Average human being is exposed to 0.62 rem of nuclear radiation. Half of this radiation comes from natural background radiation in the atmosphere and other half comes from man-made sources. Some examples of such man- made sources are medical sources such as X-rays and nuclear medical procedures involving I-131, Cs-137 and from consumer products such as building and construction material, combustible fuels, x-ray security systems, TVs, Fluorescent lamp starters, smoke detectors (Americium), luminous watches and clothing (Tritium) and tobacco per U.S. Nuclear Regulatory Commission.

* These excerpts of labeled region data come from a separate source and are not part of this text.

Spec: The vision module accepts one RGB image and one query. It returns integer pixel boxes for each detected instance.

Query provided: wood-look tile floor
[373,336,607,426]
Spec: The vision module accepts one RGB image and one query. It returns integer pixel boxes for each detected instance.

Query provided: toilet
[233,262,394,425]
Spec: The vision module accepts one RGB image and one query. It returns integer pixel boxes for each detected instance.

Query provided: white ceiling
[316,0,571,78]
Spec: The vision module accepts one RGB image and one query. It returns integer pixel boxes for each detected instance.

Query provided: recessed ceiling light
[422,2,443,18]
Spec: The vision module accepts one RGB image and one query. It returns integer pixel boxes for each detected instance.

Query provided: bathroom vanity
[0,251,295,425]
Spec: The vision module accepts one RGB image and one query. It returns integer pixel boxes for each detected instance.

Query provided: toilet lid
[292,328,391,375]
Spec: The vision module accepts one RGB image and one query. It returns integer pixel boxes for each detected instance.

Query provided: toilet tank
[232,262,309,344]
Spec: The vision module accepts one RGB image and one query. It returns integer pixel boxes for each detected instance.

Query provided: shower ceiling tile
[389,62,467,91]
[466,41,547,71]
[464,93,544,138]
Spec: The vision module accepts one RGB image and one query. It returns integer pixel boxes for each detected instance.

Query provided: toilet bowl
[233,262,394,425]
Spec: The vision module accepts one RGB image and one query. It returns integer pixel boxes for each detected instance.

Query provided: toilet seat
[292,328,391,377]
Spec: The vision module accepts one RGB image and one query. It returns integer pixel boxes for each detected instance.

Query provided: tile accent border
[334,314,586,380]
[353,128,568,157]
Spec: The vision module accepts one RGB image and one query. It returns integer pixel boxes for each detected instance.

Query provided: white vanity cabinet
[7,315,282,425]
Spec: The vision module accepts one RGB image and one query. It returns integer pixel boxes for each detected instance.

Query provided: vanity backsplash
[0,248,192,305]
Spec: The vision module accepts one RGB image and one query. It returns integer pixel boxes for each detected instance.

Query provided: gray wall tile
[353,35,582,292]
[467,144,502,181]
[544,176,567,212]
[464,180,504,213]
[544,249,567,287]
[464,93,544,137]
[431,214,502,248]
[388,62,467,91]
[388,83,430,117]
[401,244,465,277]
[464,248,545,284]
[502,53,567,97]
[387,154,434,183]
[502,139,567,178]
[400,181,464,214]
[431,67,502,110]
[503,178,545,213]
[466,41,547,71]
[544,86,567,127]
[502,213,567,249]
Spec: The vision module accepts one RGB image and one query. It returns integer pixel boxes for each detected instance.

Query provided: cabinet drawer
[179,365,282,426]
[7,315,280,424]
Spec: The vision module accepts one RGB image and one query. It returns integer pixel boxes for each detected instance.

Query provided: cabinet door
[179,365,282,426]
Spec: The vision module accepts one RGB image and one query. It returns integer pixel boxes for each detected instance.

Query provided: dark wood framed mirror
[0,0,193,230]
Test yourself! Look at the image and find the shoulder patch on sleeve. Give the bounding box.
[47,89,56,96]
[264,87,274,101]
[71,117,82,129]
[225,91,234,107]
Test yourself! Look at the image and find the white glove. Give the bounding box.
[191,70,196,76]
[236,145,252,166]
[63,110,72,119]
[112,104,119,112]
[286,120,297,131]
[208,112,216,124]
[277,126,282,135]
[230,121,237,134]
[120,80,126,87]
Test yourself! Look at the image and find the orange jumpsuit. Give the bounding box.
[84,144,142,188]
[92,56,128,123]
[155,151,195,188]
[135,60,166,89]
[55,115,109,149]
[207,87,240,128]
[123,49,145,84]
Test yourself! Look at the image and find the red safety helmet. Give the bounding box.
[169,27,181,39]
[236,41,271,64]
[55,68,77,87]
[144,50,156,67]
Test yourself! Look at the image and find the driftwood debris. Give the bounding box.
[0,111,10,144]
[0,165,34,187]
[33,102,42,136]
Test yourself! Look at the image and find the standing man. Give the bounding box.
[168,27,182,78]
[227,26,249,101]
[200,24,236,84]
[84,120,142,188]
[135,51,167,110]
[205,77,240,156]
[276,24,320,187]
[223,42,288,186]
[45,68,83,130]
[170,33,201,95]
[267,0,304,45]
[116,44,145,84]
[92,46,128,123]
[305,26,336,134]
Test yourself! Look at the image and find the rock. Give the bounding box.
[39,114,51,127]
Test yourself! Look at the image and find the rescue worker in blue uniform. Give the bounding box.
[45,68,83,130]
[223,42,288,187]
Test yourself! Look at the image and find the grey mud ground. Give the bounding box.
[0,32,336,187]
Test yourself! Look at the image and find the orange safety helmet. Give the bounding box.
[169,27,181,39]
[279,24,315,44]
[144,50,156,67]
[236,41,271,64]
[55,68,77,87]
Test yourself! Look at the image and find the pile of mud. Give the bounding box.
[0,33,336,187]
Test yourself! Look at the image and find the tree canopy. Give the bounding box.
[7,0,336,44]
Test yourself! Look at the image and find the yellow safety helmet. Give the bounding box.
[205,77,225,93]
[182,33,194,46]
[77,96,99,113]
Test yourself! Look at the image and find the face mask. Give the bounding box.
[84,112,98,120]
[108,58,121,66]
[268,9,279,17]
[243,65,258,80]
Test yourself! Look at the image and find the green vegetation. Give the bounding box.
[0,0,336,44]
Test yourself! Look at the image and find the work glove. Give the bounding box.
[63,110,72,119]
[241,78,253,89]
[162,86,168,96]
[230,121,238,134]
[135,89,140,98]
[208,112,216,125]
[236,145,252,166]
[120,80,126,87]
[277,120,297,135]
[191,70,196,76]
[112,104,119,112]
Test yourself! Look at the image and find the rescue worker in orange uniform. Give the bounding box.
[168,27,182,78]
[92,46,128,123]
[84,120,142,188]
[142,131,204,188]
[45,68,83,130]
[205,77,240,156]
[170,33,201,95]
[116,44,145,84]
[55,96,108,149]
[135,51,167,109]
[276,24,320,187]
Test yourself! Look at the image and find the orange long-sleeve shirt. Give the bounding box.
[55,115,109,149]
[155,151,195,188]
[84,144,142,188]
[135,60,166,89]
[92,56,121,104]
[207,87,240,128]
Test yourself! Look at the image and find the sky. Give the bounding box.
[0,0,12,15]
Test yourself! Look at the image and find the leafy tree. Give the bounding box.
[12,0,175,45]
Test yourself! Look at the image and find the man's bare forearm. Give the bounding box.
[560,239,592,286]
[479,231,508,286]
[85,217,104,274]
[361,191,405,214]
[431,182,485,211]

We have used radioactivity for making human life better in terms of keeping the food fresh (irradiation of food), in treating cancer, in making our nation safe (scanners at the airports), in smoke detectors, in stopping crime, as an alternative fuel for space rockets, and most of all, as a possible alternative source of energy in this energy dependent world with depleting fossil fuel s.
Though the benefits of nuclear energy are many, there are safety concerns among public in terms of usage, disposal and their impact on human life. There are studies positively linking ionizing radiation to cancer in high doses but there is no clear linkage between the low doses of ionizing radiation and cancer, according to American Cancer Society.
There are no official guidelines for radiation exposure or prevention in the U.S.A but the Health Protection Agency of the U.K. has issued the guidelines for safe exposure to the radiation and to educate people about the radiation.
In the meantime, it is upon us to make the right choices in terms of radiation exposure that serve our needs and our health the best!